Delivering uncompressed HDTV content wirelessly has become the Holy Grail of wireless video connectivity. Consumers are interested in a wireless connection option for their TVs and projectors in order to make installation easier and more flexible, and to enable simple whole-home connectivity between video sources and displays.
Enabling applications such as wireless HDTVs and wireless HD projectors requires delivery of uncompressed HDTV video with video rates as high as 3 Gbps (uncompressed 1080p). However, existing and emerging wireless standards, such as 802.11n and UWB, are not capable of delivering such high video rates.
This paper introduces a new video-modem approach for wireless video which bridges this gap. It will describe this new approach which uses joint-source channel coding to optimize the wireless modem for video delivery.
The paper will explain how this video optimization enables more than a 10X improvement when compared to the traditional data-modem method for wireless video, thereby enabling wireless delivery of very high uncompressed video rates with high reliability and with a range that could cover the whole home.
The transformation to high definition content has created consumer demand for high-quality digital video connectivity between high-definition (HD) displays such as high-definition televisions (HDTVs) and HD projectors to other consumer electronic (CE) devices that produce HD sources, such as HD-DVDs, Blu-ray, HD set-top boxes, game consoles and so on.
For wire connectivity, high-definition multimedia interface (HDMI) has emerged in recent years as the enabling digital interface for HD and consumer electronics that can transfer uncompressed HD video and audio at a rate of over 3 Gbps required for 1080p video. As a result, HDMI is on the verge of becoming a ubiquitous audio visual interface.

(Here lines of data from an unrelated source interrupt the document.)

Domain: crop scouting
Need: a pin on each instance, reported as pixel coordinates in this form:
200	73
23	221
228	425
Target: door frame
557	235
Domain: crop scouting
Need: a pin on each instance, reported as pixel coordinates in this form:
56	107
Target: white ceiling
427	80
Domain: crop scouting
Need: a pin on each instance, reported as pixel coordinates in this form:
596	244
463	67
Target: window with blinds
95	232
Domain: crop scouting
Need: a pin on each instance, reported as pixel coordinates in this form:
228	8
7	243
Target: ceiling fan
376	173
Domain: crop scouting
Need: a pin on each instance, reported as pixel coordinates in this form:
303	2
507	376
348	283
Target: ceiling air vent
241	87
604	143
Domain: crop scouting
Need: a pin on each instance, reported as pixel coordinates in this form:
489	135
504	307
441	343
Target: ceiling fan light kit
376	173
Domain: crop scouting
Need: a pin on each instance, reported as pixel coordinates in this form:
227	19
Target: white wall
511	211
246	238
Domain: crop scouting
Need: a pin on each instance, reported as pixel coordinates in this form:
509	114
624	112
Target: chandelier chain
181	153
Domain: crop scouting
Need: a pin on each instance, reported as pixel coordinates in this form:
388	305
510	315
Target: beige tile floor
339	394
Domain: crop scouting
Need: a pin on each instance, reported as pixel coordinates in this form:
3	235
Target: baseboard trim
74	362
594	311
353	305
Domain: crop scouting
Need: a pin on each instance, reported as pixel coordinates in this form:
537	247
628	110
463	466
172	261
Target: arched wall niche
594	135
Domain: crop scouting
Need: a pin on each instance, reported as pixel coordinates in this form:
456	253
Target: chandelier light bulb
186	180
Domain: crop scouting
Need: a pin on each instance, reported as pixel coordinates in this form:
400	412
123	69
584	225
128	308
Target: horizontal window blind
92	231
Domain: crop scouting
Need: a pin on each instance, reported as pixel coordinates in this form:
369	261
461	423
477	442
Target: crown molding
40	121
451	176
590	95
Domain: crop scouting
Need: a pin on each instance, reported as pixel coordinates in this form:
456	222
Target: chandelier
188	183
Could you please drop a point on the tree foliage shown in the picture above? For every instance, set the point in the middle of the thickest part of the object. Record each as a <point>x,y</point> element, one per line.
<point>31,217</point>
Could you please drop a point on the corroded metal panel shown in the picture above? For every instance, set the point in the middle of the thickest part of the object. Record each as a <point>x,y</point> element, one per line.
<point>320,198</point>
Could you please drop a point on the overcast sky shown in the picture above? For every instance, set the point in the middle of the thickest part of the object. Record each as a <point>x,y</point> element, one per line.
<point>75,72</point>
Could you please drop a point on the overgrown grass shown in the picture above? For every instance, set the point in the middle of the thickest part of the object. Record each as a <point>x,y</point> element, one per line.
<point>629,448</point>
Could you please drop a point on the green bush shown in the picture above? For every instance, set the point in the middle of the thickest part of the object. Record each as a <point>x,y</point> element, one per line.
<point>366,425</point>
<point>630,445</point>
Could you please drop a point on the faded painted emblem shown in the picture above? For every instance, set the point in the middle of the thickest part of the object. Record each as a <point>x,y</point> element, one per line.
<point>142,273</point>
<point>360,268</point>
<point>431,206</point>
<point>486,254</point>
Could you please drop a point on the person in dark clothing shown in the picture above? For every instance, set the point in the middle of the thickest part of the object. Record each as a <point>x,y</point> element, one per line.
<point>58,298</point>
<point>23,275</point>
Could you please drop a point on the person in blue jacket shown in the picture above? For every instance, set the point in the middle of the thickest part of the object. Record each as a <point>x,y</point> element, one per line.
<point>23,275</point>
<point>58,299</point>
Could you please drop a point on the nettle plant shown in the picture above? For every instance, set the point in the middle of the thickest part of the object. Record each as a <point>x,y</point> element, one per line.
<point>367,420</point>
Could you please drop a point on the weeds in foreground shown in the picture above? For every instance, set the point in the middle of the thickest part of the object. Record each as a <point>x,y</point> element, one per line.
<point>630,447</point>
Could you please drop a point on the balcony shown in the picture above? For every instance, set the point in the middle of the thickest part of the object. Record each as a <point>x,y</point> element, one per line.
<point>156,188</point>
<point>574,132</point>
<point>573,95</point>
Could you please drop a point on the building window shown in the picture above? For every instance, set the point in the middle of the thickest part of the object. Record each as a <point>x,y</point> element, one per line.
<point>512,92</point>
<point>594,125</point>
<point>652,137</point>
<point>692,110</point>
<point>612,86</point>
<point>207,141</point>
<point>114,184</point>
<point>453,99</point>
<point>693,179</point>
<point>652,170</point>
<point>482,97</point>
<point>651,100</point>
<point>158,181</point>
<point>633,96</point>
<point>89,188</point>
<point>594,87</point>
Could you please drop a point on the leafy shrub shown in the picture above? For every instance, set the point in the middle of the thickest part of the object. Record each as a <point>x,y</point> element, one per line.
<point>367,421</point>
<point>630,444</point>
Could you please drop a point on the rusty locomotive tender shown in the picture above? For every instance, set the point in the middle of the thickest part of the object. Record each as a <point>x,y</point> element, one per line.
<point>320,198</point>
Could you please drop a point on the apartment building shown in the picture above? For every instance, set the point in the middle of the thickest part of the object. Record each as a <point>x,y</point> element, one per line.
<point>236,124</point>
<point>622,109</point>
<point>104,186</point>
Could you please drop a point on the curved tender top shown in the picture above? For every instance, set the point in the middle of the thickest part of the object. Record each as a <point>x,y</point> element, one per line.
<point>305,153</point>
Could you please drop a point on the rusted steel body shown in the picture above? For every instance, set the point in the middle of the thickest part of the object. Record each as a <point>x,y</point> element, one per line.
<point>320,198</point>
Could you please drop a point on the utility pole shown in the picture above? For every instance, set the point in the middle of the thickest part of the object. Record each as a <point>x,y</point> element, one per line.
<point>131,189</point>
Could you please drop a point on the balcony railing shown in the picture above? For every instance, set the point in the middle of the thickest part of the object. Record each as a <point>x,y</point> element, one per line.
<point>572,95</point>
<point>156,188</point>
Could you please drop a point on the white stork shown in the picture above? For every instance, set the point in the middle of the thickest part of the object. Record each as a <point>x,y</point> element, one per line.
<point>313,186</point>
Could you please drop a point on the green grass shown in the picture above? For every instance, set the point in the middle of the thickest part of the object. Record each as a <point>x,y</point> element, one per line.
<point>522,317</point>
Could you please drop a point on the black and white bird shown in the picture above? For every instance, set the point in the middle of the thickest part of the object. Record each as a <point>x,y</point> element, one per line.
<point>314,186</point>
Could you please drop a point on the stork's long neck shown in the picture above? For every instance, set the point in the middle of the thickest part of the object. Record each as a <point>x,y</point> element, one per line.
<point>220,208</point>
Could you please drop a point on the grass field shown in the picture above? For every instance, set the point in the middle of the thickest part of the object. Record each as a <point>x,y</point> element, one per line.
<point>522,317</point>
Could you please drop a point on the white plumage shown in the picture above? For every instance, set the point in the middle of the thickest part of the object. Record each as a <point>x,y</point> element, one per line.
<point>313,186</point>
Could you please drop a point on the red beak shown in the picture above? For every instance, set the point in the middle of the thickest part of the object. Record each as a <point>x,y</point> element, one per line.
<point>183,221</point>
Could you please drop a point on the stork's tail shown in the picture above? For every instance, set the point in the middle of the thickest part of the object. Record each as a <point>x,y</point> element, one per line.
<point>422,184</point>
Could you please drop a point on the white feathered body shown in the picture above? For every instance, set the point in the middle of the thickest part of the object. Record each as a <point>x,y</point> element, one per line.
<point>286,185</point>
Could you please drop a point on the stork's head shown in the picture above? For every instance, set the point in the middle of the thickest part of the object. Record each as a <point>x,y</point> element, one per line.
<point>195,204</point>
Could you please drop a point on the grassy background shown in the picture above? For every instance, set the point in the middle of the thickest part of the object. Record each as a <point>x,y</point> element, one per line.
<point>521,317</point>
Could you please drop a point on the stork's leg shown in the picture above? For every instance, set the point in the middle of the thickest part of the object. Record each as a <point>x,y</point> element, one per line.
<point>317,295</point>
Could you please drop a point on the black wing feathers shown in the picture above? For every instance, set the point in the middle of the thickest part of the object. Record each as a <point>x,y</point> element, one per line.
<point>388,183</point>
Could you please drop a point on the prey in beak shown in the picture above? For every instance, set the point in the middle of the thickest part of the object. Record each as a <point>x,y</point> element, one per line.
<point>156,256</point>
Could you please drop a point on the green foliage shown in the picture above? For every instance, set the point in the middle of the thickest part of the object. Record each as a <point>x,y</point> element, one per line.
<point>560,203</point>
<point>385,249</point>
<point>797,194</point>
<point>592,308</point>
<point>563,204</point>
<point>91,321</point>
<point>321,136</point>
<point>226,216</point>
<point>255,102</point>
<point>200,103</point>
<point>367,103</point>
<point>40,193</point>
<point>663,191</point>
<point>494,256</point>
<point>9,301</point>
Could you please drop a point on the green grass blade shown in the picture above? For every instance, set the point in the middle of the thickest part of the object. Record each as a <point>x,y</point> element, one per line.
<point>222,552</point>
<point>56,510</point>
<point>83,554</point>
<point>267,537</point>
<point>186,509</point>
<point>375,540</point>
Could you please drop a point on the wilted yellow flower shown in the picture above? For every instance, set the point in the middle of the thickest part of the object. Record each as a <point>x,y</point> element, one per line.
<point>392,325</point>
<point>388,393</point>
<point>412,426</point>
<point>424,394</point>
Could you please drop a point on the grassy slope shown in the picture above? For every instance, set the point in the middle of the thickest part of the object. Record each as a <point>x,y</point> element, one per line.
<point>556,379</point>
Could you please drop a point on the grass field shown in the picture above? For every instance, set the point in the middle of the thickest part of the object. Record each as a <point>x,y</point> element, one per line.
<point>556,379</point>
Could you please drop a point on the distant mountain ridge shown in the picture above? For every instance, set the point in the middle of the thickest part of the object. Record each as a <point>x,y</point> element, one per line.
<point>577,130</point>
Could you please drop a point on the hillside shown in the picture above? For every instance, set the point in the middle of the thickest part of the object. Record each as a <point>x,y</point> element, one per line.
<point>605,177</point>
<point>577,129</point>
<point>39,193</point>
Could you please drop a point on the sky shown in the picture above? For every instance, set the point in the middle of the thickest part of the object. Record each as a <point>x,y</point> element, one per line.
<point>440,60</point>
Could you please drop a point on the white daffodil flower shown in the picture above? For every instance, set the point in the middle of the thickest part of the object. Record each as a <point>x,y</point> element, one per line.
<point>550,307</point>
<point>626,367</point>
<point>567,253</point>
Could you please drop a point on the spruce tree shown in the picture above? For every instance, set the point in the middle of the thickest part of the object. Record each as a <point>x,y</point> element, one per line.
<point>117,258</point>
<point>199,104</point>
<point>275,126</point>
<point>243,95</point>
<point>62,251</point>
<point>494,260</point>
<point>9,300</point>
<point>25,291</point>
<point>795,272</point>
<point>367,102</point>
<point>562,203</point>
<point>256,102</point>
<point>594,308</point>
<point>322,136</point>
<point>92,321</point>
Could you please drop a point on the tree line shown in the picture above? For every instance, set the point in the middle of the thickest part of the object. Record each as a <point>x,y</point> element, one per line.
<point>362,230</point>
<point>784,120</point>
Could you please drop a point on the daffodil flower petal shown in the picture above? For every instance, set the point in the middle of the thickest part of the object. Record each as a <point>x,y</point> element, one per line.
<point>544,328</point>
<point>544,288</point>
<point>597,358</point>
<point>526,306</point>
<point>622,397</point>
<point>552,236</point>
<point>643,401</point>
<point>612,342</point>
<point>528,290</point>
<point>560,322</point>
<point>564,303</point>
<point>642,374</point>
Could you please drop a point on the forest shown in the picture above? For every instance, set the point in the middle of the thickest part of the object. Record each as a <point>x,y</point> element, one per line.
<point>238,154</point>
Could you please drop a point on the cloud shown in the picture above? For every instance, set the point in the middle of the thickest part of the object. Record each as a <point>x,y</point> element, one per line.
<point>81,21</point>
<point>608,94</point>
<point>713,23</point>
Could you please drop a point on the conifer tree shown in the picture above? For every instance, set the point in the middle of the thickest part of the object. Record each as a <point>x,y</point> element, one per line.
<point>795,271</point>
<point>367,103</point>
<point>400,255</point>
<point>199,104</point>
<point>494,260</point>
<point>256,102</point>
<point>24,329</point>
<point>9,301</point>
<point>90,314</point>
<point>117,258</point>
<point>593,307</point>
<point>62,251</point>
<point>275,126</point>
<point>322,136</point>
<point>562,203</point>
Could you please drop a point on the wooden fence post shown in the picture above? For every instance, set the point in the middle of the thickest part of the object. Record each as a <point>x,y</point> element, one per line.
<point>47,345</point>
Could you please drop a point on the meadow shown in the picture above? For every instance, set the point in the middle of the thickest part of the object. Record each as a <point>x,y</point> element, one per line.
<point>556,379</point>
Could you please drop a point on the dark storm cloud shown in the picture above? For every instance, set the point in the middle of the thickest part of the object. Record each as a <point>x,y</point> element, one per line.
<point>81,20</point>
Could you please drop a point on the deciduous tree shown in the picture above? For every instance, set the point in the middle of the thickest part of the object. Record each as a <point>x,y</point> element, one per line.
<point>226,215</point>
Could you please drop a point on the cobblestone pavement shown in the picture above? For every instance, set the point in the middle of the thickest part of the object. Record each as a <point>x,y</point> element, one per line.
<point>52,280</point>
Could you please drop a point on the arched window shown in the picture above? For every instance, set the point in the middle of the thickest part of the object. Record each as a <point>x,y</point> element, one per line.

Can a similar solution be devised for wireless connectivity?
The success of WiFi and other wireless standards show that consumers love wireless. To fit the slick design of the wall-hanging flat panel displays, consumers wish to get rid of the cumbersome wires and have a flexible, easy-to-use and -install wireless connectivity.
However, existing and emerging wireless standards such as 802.11n and UWB are not capable of delivering the high video rates required for high-quality video connectivity. Something else is needed in order to achieve the wireless counterpart of HDMI.
Wireless high-quality video transfer is a tough problem. One aspect is the high video rate requiring a communication channel with enough bandwidth and signal-to-noise ratio (SNR), i.e., enough capacity.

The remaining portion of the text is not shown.